The doctor’s responsibility is to the patient - not to the insurance company, not to Medicare drones (roots of this are in the Hippocratic Oath). There is no question that current third party payment methods take most of the immediate cost out of the discussion for the patient. But that is not the fault of the individual doctor or patient, and does not change the facts of what the doctor is responsible for.
Ezekiel Emmaneul, Rahm Emmmanuel’s brother (a physician), has written that docs need to abandon the Hippocratic Oath and its placement of the patient’s good as the doc’s main focus, to be replaced by “societal good” and the “management of society’s resources” (not quoting him directly). If that happens, understand the doc is no longer working for you.
What about the dozens to hundreds of drugs that fail the tests for a variety of reasons and at different stages of the process?
The few drugs that do pan out MUST pay the costs of all the failures, plus produce a profit for the company.
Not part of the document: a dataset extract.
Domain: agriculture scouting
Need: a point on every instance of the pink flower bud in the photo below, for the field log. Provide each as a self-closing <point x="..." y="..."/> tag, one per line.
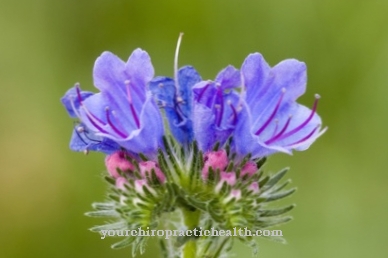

Or it won't be in business long to produce more wonderful new drugs.
Unless I'm quite confused I don't see drug companies reporting 50% to 80% profits.
The average profit margin of the pharmaceutical companies in the Fortune 1000 list is 16% (profits as a percent of revenue). This is in line with the profit margins of the banking (13%), diversified financial (11%), tobacco (11%), and real estate (10%) industries (Fortune, 2002)1 . None of these industries has the need to pour money back into research that the pharmaceutical industry does.
This is from 10 years ago. Though I suspect they aren't much different now.
Apple profits are over 40%. Isn't a new drug that saves lives worth something vaguely resembling the rewards for a new iPad?
Exactly. It would be so nice to “systems restore” back to 1965 BTK.
(Before Ted Kennedy)
We all know that “unnecessary” Procedures in the Hospital magically become “necessary” Procedures in the Courtroom.
What a bunch of Obama butt kissing idiots.
Drugs are much cheaper in other countries. Mexico is known for cheap drugs. How much cheaper are drugs there?
How about not paying for treatment of the common cold? If you’re going to be serious about cutting cost, then be serious.
Tort reform. The procedures are CYA for doctors to avoid lawsuits. Remove the lawsuit threat and docs will order what they need for a legitimate diagnosis. It would help to get the freeloaders off the doctor’s back as well. Mandating treatment for people who can’t or won’t pay for services makes it necessary to burden other patients to make up the losses. That is wrong. Socialism is always a failure...no matter what method is attempted to implement it.
Tests like ECG, CXR and head CT are usually unneeded. Just like driving a car without an airbag or seatbelt. The problem is that when you restrict your range of indications, you miss some important diagnoses. Well, at least if more people die earlier, medical costs will go down.
And yet tort reform is still off the table.